L'appel interjeté à l'encontre de la nouvelle cotisation établie en vertu de la Loi de l'impôt sur le revenu pour l'année d'imposition 1998 est accueilli, sans dépens, et la nouvelle cotisation est déférée au ministre du Revenu national afin que soit accordée à l'appelant une perte en capital supplémentaire de 10 385,92 $ et que les pénalités imposées en application du paragraphe 163(2) soient annulées.

Signé à Ottawa, Canada, ce 30e jour de juillet 2004.

"B. Paris"

Juge Paris


Référence : 2004CCI376

Date : 20040730

Dossier : 2001-4291(IT)G

ENTRE :

RÉAL BERNIER,

appelant,

et

SA MAJESTÉ LA REINE,

intimée.

MOTIFS DU JUGEMENT

Le juge Paris

[1]      L'appelant est courtier d'assurances et consultant, ainsi que l'unique actionnaire de plusieurs compagnies. En 1998, il a payé 29 755,33 $ d'intérêts dans le cadre d'une marge de crédit et il a demandé une déduction équivalente lorsqu'il a calculé son revenu d'entreprise. Le ministre du Revenu national a refusé la déduction au motif que l'intérêt n'avait pas été payé dans le cadre d'un emprunt utilisé dans le but de tirer un revenu d'une entreprise ou d'un bien. L'appelant avait aussi demandé une perte en capital à l'égard d'un remboursement effectué sur la marge de crédit en 1998. La marge de crédit était libellée en dollars américains et la perte découlait de fluctuations du taux de change entre les monnaies américaine et canadienne. Le ministre a refusé la perte. Enfin, on a imposé des pénalités sur les montants refusés, en vertu du paragraphe 163(2) de la Loi de l'impôt sur le revenu (la « Loi » ).
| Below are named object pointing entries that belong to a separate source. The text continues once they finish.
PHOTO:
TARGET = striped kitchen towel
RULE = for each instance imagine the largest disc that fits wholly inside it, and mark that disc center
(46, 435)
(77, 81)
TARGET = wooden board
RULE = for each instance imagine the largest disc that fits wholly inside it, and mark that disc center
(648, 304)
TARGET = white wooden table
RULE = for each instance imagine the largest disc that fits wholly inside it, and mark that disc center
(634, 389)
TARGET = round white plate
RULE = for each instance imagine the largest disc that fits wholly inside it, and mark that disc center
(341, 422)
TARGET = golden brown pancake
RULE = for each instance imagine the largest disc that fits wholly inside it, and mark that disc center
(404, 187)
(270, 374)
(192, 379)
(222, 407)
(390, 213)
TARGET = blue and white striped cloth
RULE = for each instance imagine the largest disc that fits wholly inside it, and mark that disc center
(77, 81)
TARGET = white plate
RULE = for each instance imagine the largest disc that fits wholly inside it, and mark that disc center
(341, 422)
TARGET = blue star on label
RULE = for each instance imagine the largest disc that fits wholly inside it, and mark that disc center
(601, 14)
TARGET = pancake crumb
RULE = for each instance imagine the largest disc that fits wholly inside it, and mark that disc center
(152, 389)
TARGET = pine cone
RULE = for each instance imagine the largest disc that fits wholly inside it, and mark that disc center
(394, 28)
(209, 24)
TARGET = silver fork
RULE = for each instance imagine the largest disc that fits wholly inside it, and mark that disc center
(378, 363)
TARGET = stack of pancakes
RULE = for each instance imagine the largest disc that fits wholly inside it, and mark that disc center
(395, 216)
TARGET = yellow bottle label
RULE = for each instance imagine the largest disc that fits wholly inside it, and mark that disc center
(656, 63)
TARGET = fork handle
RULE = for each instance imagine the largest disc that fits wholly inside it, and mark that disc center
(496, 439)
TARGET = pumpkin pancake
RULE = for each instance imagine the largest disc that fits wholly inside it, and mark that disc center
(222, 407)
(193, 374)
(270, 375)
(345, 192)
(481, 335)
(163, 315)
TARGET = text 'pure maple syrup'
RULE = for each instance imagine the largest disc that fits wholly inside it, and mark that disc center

[2]      Les questions en litige en l'espèce sont les suivantes :

L'emprunt à l'égard duquel l'appelant a payé des intérêts en 1998, a-t-il été utilisé dans le but de tirer un revenu d'une entreprise ou d'un bien?

L'appelant a-t-il subi en 1998 une perte relative à une devise étrangère visée par le paragraphe 39(2) de la Loi? Si tel est le cas, quel est le montant de cette perte?

L'appelant a-t-il, sciemment ou dans des circonstances équivalentes à une faute lourde, fait des faux énoncés ou une omission en produisant sa déclaration de revenus pour l'année d'imposition 1998 dans le cadre de ces questions?

Déduction des intérêts

La Loi

[3]      Pour obtenir une déduction d'intérêts dans le cadre du calcul du revenu qu'il tire d'une entreprise ou d'un bien, le contribuable doit satisfaire aux exigences prescrites par l'alinéa 20(1)c) de la Loi dont voici les dispositions pertinentes :

[(1)] Malgré les alinéas 18(1)a), b) et h), sont déductibles dans le calcul du revenu tiré par un contribuable d'une entreprise ou d'un bien pour une année d'imposition celles des sommes suivantes qui se rapportent entièrement à cette source de revenus ou la partie des sommes suivantes qu'il est raisonnable de considérer comme s'y rapportant :

[...]

(c) Intérêts- la moins élevée d'une somme payée au cours de l'année ou payable pour l'année (suivant la méthode habituellement utilisée par le contribuable dans le calcul de son revenu) et d'une somme raisonnable à cet égard, en exécution d'une obligation légale de verser des intérêts sur :

(i)     de l'argent emprunté et utilisé en vue de tirer un revenu d'une entreprise ou d'un bien (autre que l'argent emprunté et utilisé pour acquérir un bien dont le revenu serait exonéré ou pour contracter une police d'assurance-vie),

[...]

[4]      Pour être en mesure de justifier une déduction en vertu de cette disposition, le contribuable doit être en mesure de démontrer que l'argent emprunté dont les intérêts ont été payés a été utilisé dans le cadre d'une activité identifiable de production de revenu. C'est au contribuable qu'il incombe de prouver l'utilisation des capitaux empruntés[1].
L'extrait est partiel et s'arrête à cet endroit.